A document which was likened to a blueprint for the takeover of U.S. government buildings on Jan. 6, 2021, which has been entered by prosecutors as evidence in the trial of a member of the Proud Boys, was sent by government operatives to “frame or implicate” J6 defendants, an attorney for members of the Proud Boys who are on trail said in a court filing.

According to a motion submitted on Friday by attorney Roger Roots, it appears the government authored the mysterious “1776 Returns” document.

Proud Boys Chairman Enrique Tarrio, left. / Chandan Khanna / AFP via Getty Images

“The mysterious document was sent unsolicited to Proud Boy Chairman Enrique Tarrio’s Telegram right before January 6th by a ‘love interest’ named Erika Flores,” Gateway Pundit’s Cara Castronuova reported on Feb. 13.

Flores reportedly testified before the now defunct Select Committee on Jan. 6 that an Intelligence Community (IC) official wrote “1776 Returns” in full and asked her to share it with Tarrio.

Tarrio has been charged with seditious conspiracy and currently stands trial in D.C. along with Proud Boys members Dominic Pezzola, Zachary Rehl, Ethan Nordean, and Joseph Biggs.

Roots wrote in the motion:

“It appears that the government itself is the author of the most incriminating and damning document in this case, which was mysteriously sent at government request to Proud Boy leader Enrique Tarrio immediately prior to January 6 in order to frame or implicate Tarrio in a government- created scheme to storm buildings around the Capitol. As such, Exhibit 528-1 and the government’s efforts to frame or smear defendants with it, constitutes outrageous government conduct. This is either entrapment or outrageous government conduct, or both. Equally improper, it is a Brady violation because the Department of Justice must surely have known these revelations before putting Special Agent Dubrowski on the stand on February 9 to introduce this evidence.”

According to the motion, an individual by the name of Samuel Armes is responsible for writing “1776 Returns”. Armes is “a former State Department and Special Operations official” who was interviewed by the Select Committee.

According the the motion, Armes said “he recognized components of the document as ideas he had composed as part of a ‘war gaming’ exercise he did in August or September of 2020. Armes co-founded a Florida-based cryptocurrency LLC — Government Blockchain Systems. Armes said that in college he had been groomed to join the CIA and FBI before his stint in the State Department and special operations. . . . In his studies, he often participated in ‘war gaming’ scenarios, skills he used during his stint in government.”

The Select Committee was resistant to releasing the “1776” documents.

According to the motion filed by Roots: “During Special Agent Dubrowski’s chilling testimony, Assistant U.S. Attorney Conor Mulroe took lengths to emphasize segments of the document describing a plan to lay siege to Capitol Hill by strategically occupying most of the congressional office space around the Capitol.

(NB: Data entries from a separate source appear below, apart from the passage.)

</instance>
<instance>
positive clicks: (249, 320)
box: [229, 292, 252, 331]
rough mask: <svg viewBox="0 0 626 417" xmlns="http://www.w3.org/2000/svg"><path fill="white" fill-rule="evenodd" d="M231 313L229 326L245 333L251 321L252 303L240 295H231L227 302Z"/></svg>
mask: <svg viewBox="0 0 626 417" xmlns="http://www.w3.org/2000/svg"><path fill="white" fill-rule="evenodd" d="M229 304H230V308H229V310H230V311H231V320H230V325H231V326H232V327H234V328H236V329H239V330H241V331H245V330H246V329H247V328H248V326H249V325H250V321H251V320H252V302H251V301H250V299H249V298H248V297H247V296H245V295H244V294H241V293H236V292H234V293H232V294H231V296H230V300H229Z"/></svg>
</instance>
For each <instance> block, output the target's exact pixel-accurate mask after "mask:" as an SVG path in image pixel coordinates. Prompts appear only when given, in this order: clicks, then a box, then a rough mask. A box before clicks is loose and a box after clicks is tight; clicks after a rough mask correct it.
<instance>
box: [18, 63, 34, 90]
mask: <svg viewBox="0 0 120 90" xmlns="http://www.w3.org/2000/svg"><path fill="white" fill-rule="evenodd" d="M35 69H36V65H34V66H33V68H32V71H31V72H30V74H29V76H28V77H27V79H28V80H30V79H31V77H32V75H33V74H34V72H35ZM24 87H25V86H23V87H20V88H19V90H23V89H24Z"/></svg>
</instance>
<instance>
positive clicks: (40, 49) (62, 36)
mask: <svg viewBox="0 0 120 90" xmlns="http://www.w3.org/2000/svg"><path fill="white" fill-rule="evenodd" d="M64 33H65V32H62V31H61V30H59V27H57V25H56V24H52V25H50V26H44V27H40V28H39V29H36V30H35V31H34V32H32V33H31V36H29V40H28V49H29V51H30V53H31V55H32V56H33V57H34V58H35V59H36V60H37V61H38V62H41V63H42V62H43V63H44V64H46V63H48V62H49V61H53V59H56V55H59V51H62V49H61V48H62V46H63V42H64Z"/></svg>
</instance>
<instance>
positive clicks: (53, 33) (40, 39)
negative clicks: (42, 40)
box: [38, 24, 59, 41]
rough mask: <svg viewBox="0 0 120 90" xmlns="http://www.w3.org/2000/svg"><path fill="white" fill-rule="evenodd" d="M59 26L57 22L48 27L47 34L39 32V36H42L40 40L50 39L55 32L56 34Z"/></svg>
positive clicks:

Jurors were informed of this written plan to “fill buildings” “with patriots”—and were left to think it was a plan of Tarrio’s or co-defendants.”

The “1776” document laid out a plan for the occupation of eight key buildings on Jan. 6, 2021, including the House and Senate office buildings and the Supreme Court. The strategy included a call for the mass-mobilization of followers, invoking the sentiment and spirit of 1776 and the 1917 storming of the Winter Palace by Bolsheviks in the Russian Revolution.

Federal prosecutors have denied planting evidence on Tarrio in order to frame him and other Proud Boys defendants, saying that assertions made by defense counsel are “simply incorrect.”

“The government robustly agrees with defendant Pezzola that it would have been egregiously improper for a member of the U.S. intelligence community to have conducted a domestic intelligence operation targeting Enrique Tarrio, a U.S. person, and providing him with a plan to ‘storm’ (or ‘occupy’ or ‘sit in’) House and Senate office buildings on January 6,” the Department of Justice wrote in a court filing late on Feb. 13.

“Defendant Pezzola’s allegation that ‘new information reveals that the ‘1776 Returns’ document were (sic) authored by the government itself’ is simply incorrect,” prosecutors wrote.

The Proud Boys defendants were accused of seditious conspiracy, conspiracy to obstruct official proceedings, obstruction of official proceedings, and conspiracy to prevent certain federal officers from performing their duties on Jan. 6. Tarrio, Rehl, Nordean, and Biggs face nine criminal counts, while Pezzola is charged with 10.